Known for its fuel efficiency and flexible range, the 787 is opening up new opportunities for airlines and passengers alike. On Friday I had the chance to fly one, sort of, at the Boeing site of the China International Import Expo.
Boeing has quite some history in China. Their first aircraft to serve the skies of the Middle Kingdom, a 707, touched down in 1972. In 2013, the 1,000th Boeing plane was delivered here, making China the first ever country to have that many planes. By the end of the year, the US plane maker will deliver its 2,000th plane.
I’ve always been a fan of Flight Simulator, the realistic flight game, and often fancied myself as that guy who could rush the cockpit after both pilots choked on their coffees and land the plane in one piece, saving the day.
I seriously doubt it would be that easy, but my ego was boosted slightly on Friday when Mark Fife from Boeing sat down with me in the 787 simulator here at the import expo to try my best at landing the plane from the captain’s seat.
To my surprise I found that many of the flight controls needed to land, like the flaps (they need to be set to 30 for landing), speed brake, and landing gear, were all as they should be according to the game.
But it turned out I didn’t need them because, according to Fife, most things can be done automatically now.
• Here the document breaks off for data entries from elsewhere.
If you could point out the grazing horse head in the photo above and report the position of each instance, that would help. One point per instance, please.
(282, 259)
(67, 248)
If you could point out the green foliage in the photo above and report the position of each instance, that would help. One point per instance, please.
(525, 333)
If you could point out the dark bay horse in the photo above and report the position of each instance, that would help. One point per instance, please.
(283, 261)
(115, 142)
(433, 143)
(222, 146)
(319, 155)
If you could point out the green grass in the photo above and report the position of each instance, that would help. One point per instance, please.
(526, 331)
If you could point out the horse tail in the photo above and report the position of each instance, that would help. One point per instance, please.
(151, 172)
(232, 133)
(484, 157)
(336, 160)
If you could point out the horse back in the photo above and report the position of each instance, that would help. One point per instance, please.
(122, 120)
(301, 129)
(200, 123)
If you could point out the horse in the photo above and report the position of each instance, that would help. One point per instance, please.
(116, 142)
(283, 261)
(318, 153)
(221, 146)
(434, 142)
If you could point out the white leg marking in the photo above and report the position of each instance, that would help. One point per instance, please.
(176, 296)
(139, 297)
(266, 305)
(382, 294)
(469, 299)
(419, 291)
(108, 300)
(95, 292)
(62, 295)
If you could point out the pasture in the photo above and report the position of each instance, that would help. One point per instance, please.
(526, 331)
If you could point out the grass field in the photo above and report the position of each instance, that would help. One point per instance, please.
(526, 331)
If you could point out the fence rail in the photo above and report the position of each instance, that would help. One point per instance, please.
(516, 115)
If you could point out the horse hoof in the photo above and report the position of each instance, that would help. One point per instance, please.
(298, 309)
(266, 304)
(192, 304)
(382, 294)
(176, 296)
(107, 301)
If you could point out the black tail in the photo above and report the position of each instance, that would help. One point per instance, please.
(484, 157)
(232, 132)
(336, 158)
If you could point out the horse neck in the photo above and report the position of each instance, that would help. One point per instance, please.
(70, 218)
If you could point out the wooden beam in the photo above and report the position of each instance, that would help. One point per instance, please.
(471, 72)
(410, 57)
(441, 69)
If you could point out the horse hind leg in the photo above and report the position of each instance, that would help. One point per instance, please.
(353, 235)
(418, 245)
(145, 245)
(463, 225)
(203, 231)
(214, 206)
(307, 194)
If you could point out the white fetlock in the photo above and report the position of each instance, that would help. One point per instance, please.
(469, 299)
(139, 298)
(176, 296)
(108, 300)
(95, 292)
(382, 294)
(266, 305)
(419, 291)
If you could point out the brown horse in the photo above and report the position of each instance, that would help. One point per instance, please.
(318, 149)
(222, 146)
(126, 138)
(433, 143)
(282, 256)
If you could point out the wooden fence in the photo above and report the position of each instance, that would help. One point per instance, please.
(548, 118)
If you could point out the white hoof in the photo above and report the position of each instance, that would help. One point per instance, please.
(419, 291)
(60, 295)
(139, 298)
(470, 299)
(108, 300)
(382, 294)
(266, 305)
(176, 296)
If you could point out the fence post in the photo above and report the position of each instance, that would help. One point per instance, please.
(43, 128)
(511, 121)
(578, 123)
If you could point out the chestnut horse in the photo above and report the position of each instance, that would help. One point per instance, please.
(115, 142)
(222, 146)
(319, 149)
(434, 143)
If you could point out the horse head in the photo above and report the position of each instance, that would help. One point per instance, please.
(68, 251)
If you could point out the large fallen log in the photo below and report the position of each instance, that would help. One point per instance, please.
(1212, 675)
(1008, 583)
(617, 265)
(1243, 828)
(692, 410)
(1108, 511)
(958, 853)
The flaps will gradually reach 30 based on altitude and speed, the landing gear will drop on its own, and we don’t even need to steer the plane in. But what fun would that be for me in the pilot’s seat, right?
I was nervous and my hands were a bit sweaty as we made our manual approach to Boeing’s base in Seattle. “I’m way too high!” I told my co-pilot. “Don’t worry,” he assured me, “because the runway is quite long.”
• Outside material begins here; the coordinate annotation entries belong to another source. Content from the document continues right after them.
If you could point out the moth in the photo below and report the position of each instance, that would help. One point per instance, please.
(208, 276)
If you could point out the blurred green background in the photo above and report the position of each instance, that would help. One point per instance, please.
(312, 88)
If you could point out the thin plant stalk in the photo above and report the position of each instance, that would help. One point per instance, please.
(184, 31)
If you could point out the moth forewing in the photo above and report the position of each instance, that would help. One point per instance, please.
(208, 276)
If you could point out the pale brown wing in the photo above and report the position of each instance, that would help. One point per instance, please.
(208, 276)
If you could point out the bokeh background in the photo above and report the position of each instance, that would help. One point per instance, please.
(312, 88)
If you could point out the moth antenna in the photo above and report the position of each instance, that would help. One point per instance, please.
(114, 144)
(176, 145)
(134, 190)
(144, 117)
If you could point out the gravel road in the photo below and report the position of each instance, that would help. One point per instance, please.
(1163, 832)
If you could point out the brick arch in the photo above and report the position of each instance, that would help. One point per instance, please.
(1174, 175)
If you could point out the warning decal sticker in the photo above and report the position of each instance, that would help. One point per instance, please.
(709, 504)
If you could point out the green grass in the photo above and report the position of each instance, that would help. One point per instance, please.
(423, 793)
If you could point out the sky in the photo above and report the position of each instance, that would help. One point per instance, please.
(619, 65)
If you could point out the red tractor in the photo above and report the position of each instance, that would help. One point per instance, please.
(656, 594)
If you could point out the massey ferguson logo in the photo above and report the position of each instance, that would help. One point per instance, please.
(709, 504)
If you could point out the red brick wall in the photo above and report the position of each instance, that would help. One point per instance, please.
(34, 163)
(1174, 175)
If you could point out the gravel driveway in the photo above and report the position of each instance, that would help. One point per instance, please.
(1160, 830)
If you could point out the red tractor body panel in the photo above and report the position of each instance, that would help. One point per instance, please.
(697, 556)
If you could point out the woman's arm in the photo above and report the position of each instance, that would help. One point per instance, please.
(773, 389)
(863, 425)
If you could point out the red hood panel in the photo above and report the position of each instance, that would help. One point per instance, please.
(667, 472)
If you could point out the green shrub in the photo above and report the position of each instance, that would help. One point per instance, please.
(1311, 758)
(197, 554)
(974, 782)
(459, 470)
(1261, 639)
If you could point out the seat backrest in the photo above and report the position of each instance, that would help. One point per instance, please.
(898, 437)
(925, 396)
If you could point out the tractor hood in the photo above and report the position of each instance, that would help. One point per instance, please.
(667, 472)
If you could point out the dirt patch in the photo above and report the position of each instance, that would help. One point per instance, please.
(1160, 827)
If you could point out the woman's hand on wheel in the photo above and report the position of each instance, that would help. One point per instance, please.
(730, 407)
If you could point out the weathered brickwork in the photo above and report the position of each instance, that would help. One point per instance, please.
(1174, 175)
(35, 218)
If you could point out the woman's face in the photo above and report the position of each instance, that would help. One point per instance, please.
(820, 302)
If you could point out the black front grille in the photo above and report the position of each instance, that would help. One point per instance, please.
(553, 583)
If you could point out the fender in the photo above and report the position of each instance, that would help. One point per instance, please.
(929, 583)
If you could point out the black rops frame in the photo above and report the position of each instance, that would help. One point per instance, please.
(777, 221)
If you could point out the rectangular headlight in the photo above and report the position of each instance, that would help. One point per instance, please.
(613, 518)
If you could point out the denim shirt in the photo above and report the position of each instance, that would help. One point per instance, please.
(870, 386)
Like any good co-pilot, Fife kept me calm and reassured me as we lined up for final and were coming in a little too high.
Pretty soon we touched down, albeit a bit rough, and my co-pilot congratulated me.
“So we didn’t die,” I laughed. “No, actually it was a great landing!” Fife said.
I noticed at that moment that Jack, our cameraman, was perhaps out of earshot. “Can you say that again?” I asked Fife. I needed that evidence.
Now at least if the robots take over Shanghai Daily, I might be a shoe-in with Boeing!